Fece finta di non sentire, bevve e fumò finché la testa non si fece pesante e le voci non andarono a dormire.
Erano più o meno le sei del mattino quando ebbe la forza di prendere il coltello; non riuscì però a far altro che portare la lama alla gola, stava per uccidersi quando la porta del suo appartamento si spalancò e dei passi familiari si diressero verso di lei.
"Beatrice che cazzo stai facendo?" Chiese Giorgio a bassa voce, cercando di non dare di matto.
"Stai fermo." Gli intimò. "Zitta, porca puttana, sto parlando io!" Sentì nuovamente delle mani stringerle il collo ma non si spaventò, del sangue le uscì dalla bocca sporcandole il pigiama bianco e Giorgio era immobile, spaventato, terrorizzato.
"Beatrice dammi il coltello, dai." Sentiva gli occhi bruciargli. "Non fare cazzate."

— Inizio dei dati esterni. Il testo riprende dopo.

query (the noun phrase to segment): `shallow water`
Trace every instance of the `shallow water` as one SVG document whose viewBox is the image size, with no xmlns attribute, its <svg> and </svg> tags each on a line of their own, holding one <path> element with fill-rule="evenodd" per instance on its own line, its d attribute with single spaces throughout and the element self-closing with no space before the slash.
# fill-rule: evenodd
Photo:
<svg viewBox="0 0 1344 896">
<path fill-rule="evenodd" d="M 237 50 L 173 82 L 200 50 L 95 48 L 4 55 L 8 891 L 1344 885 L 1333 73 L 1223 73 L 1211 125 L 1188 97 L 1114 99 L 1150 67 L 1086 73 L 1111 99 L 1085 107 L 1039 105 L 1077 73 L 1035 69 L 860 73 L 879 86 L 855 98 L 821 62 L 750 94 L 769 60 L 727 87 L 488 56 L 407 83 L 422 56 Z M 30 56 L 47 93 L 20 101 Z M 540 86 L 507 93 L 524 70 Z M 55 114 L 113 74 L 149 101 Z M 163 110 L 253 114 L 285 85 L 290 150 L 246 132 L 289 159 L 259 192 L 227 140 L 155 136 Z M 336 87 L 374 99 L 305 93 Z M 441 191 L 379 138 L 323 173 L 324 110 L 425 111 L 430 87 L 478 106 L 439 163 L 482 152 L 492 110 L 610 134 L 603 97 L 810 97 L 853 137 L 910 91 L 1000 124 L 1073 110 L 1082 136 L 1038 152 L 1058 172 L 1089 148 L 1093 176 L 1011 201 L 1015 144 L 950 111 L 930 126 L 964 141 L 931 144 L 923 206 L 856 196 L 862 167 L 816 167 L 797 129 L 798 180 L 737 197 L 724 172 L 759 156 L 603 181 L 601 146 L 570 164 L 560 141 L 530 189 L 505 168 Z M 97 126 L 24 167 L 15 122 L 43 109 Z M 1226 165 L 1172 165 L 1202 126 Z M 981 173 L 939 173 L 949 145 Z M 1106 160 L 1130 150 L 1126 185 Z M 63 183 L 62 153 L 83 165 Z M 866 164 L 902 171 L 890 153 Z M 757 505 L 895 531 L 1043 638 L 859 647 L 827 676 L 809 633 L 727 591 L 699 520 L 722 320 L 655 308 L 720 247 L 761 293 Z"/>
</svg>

"Le cazzate le fai solo tu." Sorrise con i denti sporchi di sangue e le labbra più rosse del solito.
"Bea ma che dici?" Fece un pazzo verso di lei e lei spinse il coltello più vicino al suo collo. Sentiva il cuore martellarle nelle orecchie, ma non le interessava. Voleva smettere. Non ce la faceva più.
"Tu vuoi Alice, io lo so, lo sanno tutti." Disse lentamente. "Perciò io ammazzo me e tuo figlio così puoi andare da lei."
"Io voglio stare con te, permettimelo."
"Bugiardo!" Urlò e spostò la lama sulla sua pancia.
Giorgio sussultò. "Dammi il coltello."
"Tu non sai quello che passo in queste quattro mura, questa casa per me è una gabbia e non ho vie di uscita." Cominciò a piangere nuovamente, gli occhi le bruciavano dannatamente. "Poi ci sono queste voci che non mi lasciano stare ed io sono stanca. Vogliono che ammazzo il bambino." Fece una pausa. "Volete che ammazzo il bambino, vero?!" Urlò.
"Sì." Sentì in risposta.
Passò la lama del coltello appena sopra l'ombelico, spingendo il giusto e facendo uscire un bel po' di sangue.
Giorgio, che fino a quel momento era stato immobile ad osservare la sua pazzia, fece uno scatto ed afferrò il coltello per poi gettarlo lontano.
"Andiamo in ospedale." Le disse gentilmente e si avvicinò a lei, per aiutarla ad alzarsi, ma Beatrice si allontanò impaurita da lui mettendosi le mani sulle orecchie, pensando che anche Giorgio fosse una voce (ed un'ombra) dentro la sua testa.